Um canteiro na maresia

Um dia, uma cliente me contou sobre como fez brotar plantas na sua varanda, varrida pela maresia.
É difícil sustentar vida sob ventos inclementes.
Ela conseguiu, o que não me surpreende, tendo conhecido seu jeito de ser fecundo e generoso.
Achei muito bonita esta imagem.
Pois não é o que fazemos na vida, todo o tempo?
Plantar sementes em terrenos inóspitos, firmar mudas em meio a tempestades.
Proteger nossa fragilidade das torrentes da vida.
Somos todos jardineiros.
Minha cliente iluminou meu coração com a esperança que podemos atravessar a aridez salgada dos dias ruins e frutificar.

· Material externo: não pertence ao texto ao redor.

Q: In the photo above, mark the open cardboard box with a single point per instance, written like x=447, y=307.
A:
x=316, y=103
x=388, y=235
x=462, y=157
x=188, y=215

Temos em nós criatividade e resiliência. Nossas lágrimas não secarão nossa alma.
Quiçá a regarão.
Não há dia sem desgraça, nossa ou alheia.
Não me importa.
Agora aprendi: é possível.
Minha querida cliente me ensinou.
Com fé, energia e perseverança, nosso jardim há de bruxulear verdejante, por cima da dor, do medo e da tristeza.
Vamos todos juntos, cultivar este canteiro sagrado.
O canteiro de nosso espírito, sempre fustigado, mas capaz de resistir.